Publié le 2006/12/31 par Spartakus
Étant dans la préparation d"un dossier portant sur la Kabbale lourianique, j"en profite pour remettre dans ce forum le texte suivant.
Ce post peut servir de base à une discussion sur la Kabbale d"Isaac Louria, dit le Ari…
"Après le Tsimtsoum, la lumière divine jaillit dans l"espace vide sous forme de rayon en ligne droite. Cette lumière se nomme Adam Kadmon, c"est-à-dire, l"Homme primordial".
Adam Kadmon n"est rien d"autre qu"une première figure de la lumière divine qui vient de l"essence de l"En-Sof (in-fini) dans l"espace du premier Tsimtsoum, non pas de tous côtés, mais comme un rayon dans une seule direction. Au départ, les lumières émanées étaient équilibrées (Or vachar veor hozère), puis les lumières qui jaillirent des yeux de l""Homme Primordial" émanèrent selon un principe de séparation, atomisées ou punctiformes (olam hanequoudim). Ces lumières furent contenues dans des vases solides. Quand ces lumières émanèrent par la suite, leur impact se révéla trop fort pour leurs récipients qui ne purent les contenir et, de ce fait, éclatèrent. La majeure partie de la lumière libérée remonta à sa source supérieure, mais un certain nombre d"étincelles demeurèrent collées aux fragments des récipients brisés. Ces fragments, de même que les étincelles divines qui y adhéraient, "tombèrent" dans l"espace vide.
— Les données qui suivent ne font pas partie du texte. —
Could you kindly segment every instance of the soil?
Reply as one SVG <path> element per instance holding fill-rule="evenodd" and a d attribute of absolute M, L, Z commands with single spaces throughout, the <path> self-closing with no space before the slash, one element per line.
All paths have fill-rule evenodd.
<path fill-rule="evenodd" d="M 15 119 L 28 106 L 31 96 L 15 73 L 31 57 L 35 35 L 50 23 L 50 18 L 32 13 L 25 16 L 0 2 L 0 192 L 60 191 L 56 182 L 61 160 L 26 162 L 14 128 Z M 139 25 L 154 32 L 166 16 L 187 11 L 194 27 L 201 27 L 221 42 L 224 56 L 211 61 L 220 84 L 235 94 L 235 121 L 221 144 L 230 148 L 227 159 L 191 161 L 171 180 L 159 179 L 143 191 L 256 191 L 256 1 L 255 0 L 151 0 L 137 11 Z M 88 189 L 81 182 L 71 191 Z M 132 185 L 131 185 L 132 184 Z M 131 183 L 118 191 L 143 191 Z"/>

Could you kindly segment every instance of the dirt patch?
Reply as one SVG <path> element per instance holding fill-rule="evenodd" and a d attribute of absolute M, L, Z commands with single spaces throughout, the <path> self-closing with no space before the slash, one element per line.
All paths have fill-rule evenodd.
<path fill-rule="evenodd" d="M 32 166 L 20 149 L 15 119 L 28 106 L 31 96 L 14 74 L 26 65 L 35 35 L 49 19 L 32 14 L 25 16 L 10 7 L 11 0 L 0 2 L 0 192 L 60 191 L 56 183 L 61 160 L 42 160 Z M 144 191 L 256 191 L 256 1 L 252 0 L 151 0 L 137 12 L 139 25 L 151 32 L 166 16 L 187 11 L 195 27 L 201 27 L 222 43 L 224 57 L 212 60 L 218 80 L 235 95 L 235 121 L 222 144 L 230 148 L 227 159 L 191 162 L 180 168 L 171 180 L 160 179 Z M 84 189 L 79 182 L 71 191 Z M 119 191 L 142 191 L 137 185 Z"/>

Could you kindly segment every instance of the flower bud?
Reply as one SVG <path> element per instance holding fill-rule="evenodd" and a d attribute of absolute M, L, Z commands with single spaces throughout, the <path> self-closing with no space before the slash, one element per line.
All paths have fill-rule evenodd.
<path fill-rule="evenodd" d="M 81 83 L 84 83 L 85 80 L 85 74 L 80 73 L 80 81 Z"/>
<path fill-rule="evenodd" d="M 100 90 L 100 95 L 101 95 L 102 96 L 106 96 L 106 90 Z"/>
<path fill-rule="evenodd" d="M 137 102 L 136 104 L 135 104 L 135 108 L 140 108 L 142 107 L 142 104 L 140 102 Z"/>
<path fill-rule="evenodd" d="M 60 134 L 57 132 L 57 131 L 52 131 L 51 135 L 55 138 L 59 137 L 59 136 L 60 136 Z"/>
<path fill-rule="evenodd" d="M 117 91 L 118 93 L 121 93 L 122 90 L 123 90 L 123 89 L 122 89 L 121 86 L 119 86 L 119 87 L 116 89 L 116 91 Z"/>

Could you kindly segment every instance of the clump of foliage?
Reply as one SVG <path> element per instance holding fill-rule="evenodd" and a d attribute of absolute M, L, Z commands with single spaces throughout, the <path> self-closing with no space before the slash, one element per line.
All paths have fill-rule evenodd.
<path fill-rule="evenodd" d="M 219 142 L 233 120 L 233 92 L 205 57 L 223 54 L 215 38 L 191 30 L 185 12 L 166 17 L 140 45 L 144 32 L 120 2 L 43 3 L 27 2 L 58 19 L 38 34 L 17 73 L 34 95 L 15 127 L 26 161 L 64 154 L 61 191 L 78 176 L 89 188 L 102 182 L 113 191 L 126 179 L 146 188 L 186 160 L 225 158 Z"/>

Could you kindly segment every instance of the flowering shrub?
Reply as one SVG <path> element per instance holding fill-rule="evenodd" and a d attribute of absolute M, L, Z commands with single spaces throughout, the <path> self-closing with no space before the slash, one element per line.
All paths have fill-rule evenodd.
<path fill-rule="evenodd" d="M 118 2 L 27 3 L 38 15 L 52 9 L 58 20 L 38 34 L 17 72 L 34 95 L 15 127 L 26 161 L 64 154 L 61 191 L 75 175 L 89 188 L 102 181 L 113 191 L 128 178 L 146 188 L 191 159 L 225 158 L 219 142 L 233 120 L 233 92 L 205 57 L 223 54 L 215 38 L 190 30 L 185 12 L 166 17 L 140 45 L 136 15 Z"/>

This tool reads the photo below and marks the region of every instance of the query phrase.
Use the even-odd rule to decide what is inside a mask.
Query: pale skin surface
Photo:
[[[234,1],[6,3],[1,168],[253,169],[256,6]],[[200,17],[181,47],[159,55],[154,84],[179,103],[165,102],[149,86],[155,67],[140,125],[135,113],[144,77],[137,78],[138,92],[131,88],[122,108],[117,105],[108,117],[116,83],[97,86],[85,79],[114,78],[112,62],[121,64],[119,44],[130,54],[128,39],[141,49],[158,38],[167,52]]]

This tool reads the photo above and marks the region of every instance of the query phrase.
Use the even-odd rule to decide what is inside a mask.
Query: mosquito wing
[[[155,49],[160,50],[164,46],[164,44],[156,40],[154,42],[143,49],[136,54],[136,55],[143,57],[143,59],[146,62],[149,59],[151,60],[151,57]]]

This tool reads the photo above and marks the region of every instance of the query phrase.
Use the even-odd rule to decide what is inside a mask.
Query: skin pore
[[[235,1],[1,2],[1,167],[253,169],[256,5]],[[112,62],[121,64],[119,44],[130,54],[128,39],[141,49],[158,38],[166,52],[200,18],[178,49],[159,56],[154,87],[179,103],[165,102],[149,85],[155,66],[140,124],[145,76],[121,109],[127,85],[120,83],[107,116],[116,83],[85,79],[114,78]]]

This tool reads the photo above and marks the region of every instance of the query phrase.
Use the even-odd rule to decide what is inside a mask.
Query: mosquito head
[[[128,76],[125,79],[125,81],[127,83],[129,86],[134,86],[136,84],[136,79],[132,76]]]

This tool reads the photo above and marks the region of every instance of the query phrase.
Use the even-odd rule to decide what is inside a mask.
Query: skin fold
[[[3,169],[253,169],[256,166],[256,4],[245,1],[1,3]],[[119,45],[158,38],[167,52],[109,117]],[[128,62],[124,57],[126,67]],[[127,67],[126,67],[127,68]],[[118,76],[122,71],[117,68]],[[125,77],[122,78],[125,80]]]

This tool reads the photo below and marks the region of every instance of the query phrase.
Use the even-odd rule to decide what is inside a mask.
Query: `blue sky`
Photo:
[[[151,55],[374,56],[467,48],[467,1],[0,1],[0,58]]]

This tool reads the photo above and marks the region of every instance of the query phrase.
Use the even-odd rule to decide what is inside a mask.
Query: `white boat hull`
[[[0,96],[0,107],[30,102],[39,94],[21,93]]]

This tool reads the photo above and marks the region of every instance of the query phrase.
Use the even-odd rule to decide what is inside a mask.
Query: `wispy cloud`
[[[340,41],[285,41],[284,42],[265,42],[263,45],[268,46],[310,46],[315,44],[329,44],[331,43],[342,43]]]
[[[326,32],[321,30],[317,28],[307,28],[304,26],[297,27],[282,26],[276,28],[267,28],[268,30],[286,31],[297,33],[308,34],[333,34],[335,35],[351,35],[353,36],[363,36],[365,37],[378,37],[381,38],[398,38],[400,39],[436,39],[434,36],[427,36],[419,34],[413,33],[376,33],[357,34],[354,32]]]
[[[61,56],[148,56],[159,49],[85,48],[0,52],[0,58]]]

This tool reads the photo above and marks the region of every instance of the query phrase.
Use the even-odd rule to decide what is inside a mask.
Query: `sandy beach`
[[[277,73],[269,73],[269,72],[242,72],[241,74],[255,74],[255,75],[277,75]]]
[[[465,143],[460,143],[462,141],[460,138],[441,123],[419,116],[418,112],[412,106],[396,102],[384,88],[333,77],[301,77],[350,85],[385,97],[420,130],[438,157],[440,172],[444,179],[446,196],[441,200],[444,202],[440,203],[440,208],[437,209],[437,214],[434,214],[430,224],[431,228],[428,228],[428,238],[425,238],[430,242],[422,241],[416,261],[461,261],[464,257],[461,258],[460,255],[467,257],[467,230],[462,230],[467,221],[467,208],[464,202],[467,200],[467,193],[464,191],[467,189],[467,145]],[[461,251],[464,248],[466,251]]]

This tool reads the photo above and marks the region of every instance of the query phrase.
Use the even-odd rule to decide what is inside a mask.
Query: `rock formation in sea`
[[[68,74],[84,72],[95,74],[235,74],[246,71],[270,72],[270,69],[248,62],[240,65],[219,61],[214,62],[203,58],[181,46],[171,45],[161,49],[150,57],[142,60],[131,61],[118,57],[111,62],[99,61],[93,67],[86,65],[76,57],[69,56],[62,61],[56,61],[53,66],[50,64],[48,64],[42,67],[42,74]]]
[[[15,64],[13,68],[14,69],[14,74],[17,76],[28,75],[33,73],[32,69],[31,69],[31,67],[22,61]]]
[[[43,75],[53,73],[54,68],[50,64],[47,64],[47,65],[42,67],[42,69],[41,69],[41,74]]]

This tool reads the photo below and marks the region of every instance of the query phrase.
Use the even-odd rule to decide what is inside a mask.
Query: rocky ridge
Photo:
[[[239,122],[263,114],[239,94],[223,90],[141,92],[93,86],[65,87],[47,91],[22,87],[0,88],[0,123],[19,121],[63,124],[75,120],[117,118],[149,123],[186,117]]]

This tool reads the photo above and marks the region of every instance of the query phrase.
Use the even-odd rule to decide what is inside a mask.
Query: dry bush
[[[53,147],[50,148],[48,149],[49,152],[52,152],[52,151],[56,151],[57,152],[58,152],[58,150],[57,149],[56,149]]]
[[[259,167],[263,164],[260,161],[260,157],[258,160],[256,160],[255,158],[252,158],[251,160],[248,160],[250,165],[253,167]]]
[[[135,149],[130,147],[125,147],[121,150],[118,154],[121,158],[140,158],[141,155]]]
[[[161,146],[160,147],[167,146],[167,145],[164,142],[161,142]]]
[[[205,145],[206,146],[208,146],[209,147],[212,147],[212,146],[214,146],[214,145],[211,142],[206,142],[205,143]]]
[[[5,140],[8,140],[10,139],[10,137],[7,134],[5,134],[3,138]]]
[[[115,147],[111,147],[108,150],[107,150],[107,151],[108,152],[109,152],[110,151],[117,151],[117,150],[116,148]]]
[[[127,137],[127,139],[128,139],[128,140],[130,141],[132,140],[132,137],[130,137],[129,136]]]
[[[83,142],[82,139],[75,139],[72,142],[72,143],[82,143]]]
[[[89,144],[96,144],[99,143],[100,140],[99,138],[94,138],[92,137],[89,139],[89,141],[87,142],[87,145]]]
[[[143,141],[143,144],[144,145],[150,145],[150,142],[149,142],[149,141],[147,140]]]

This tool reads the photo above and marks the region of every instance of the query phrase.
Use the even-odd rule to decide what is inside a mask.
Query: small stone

Ils y donnèrent naissance à une moment donné au domaine de la Qlipa que la terminologie cabaliste nomme l""autre côté".
La brisure des vases introduit dans la création un déplacement. Avant la brisure, chaque élément du monde occupait une place adéquate et réservée; avec la brisure, tout est désarticulé. Même les Sephiroth, dont les récipients auraient dû recevoir l"influx supérieur de lumière et transmettre – selon les lois de l"émanation – aux niveaux d"êtres inférieurs, ne se trouvèrent plus à leur place. Tout est désormais imparfait et déficient, en un sens "cassé" ou "tombé". Toutes les choses sont "ailleurs", écartées de leur place propre, en exil…
On comprend alors le sens du troisième moment du processus lourianique : le Tiqqun; il s"agit de restaurer, de réparer la brisure, d"une certaine manière de retrouver et de situer toute chose à sa place : c"est le rôle de l"homme; là est son histoire."
MA Ouaknin, Le Livre Brûlé, Editions du Seuil 1994, Collection sagesse, pages 391 et 382.